Marketing principle: Great headlines sell the story, not just summarize it.
Most analysts treat slide titles like file folders:
“Revenue by Product Line”
“Q2 Attrition Trends”
“Survey Results – Engagement”
But marketers know that headlines are prime real estate.
Use them to grab attention and deliver the “so what.”
Try this:
Instead of: “Q2 Revenue by Region”
Try: “Europe Drove 80% of Our Q2 Growth”
Pro tip: Scan your deck top-to-bottom.
Can someone get the whole story just from your slide titles?
Marketing principle: People need to hear a message multiple times before it sticks (hello, Rule of 7).
In marketing, repetition builds recognition.
In data storytelling, it builds clarity.
Your audience should hear your key takeaway:
In your slide titles
In your charts
In your voiceover
In your written notes
And again in your summary
One strong message, repeated well, beats five scattered findings.
Marketing principle: Proven story structures (like AIDA and PAS) make messages more compelling.
You don’t have to wing it.
Try one of these go-to formulas next time you’re presenting a complex point:
Attention: “Churn rose 15% in Q2.”
Interest: “It’s highest among high-value accounts.”
Desire: “Fixing this could save $1.2M.”
Action: “Here’s what we recommend…”
Problem: “Engagement dropped 25%.”
Agitate: “And our competitors are gaining traction.”
Solution: “This campaign could reverse the trend.”
Use these to make your insights clearer, tighter, and more persuasive.
Marketing principle: People act faster when something feels time-sensitive or scarce.
Instead of sharing insights like a neutral observer, add a layer of why it matters now:
“We can recover $500K in lost revenue—if we act before Q3.”
“Only 12% of users engage with this feature. Here’s why that matters today.”
Urgency creates momentum.
It nudges your stakeholders from “That’s interesting…” to “We need to act.”
Marketing principle: People buy outcomes, not features.
In analytics, it’s easy to stop at the what.
But stakeholders care about the so what.
Instead of: “32% of users clicked the new banner.”
Try: “The new banner drove a 3x increase in conversions. Here’s how we can build on that.”
The first reports a metric.
The second tells a story with clear business impact.
Always answer: Why does this matter? What should we do with it?
Great analysts know how to run the numbers and land the message.
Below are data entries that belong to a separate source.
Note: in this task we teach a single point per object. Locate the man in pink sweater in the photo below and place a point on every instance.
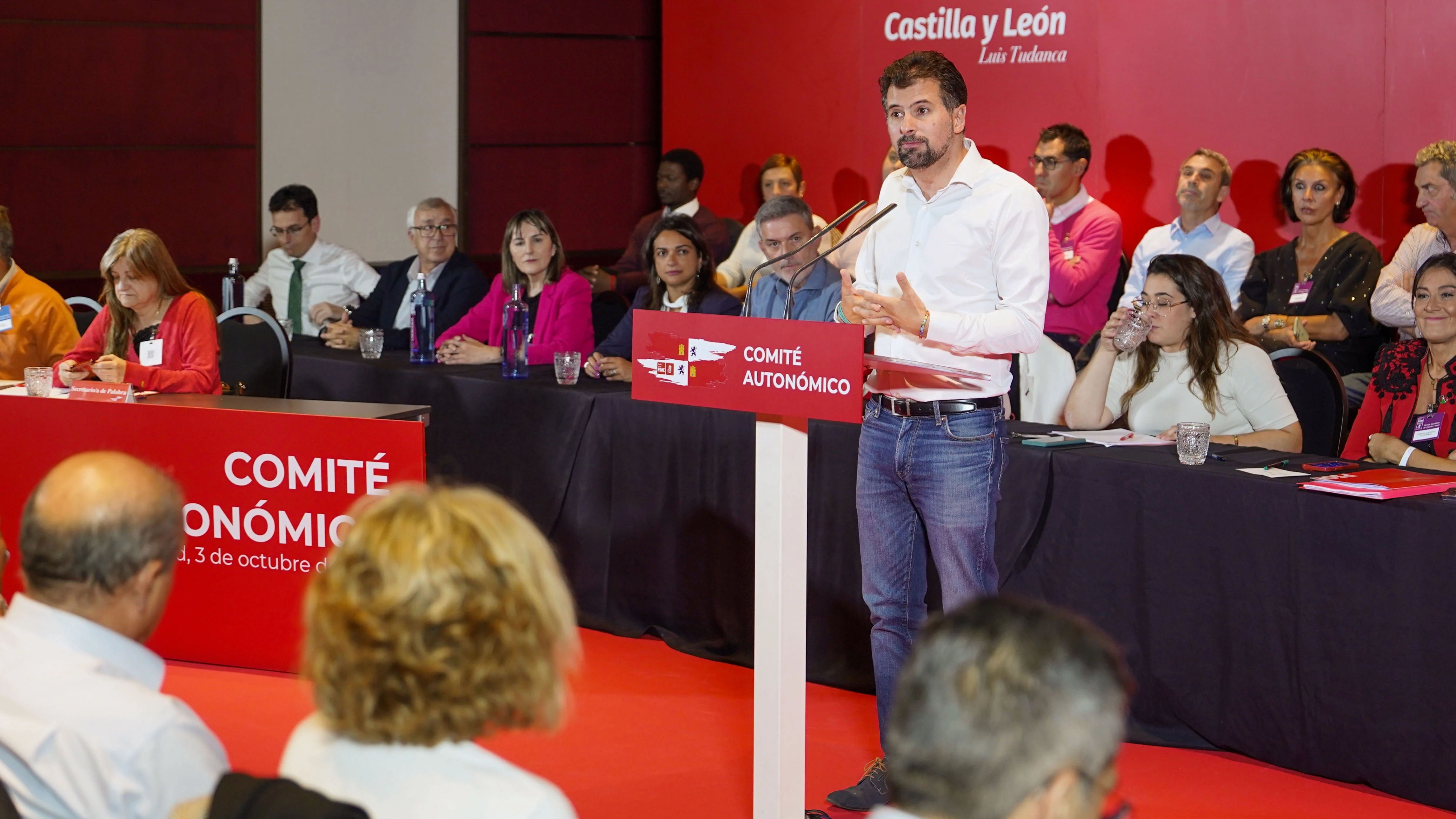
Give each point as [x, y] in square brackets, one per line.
[1085, 240]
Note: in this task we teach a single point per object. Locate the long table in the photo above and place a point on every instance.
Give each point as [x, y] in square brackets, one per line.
[1305, 630]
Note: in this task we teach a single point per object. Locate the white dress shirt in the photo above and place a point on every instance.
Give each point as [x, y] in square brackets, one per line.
[405, 308]
[976, 254]
[1391, 304]
[85, 731]
[1225, 248]
[748, 256]
[331, 275]
[405, 782]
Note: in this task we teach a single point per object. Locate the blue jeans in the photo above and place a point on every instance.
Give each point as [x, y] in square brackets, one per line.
[924, 482]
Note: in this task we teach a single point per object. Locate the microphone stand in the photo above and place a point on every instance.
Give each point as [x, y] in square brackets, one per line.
[748, 296]
[788, 304]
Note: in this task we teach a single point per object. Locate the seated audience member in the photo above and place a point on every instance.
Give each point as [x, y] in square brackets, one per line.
[1203, 184]
[682, 282]
[311, 280]
[679, 176]
[41, 326]
[450, 277]
[560, 301]
[847, 257]
[1324, 277]
[1007, 709]
[1197, 365]
[155, 333]
[85, 731]
[1407, 413]
[782, 225]
[1436, 197]
[442, 617]
[780, 177]
[1085, 240]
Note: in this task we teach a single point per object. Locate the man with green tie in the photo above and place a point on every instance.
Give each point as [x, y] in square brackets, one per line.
[312, 282]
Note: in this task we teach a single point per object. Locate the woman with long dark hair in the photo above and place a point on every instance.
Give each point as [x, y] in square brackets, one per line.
[681, 279]
[1197, 365]
[155, 333]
Next time you’re building a deck, borrow a few pages from the marketing playbook:
✅ Use headlines to sell your story
✅ Repeat your message across formats
✅ Structure your story with copywriting formulas
✅ Create urgency
✅ Translate findings into business benefits
You got this marketers analysts,
Morgan
P.S. One of my favorite marketing books is Building a StoryBrand by Donald Miller. It’s written for business leaders, but every analyst can benefit from its lessons on clarifying your message so people actually listen. Key takeaway: frame your audience as the hero, and yourself as the guide.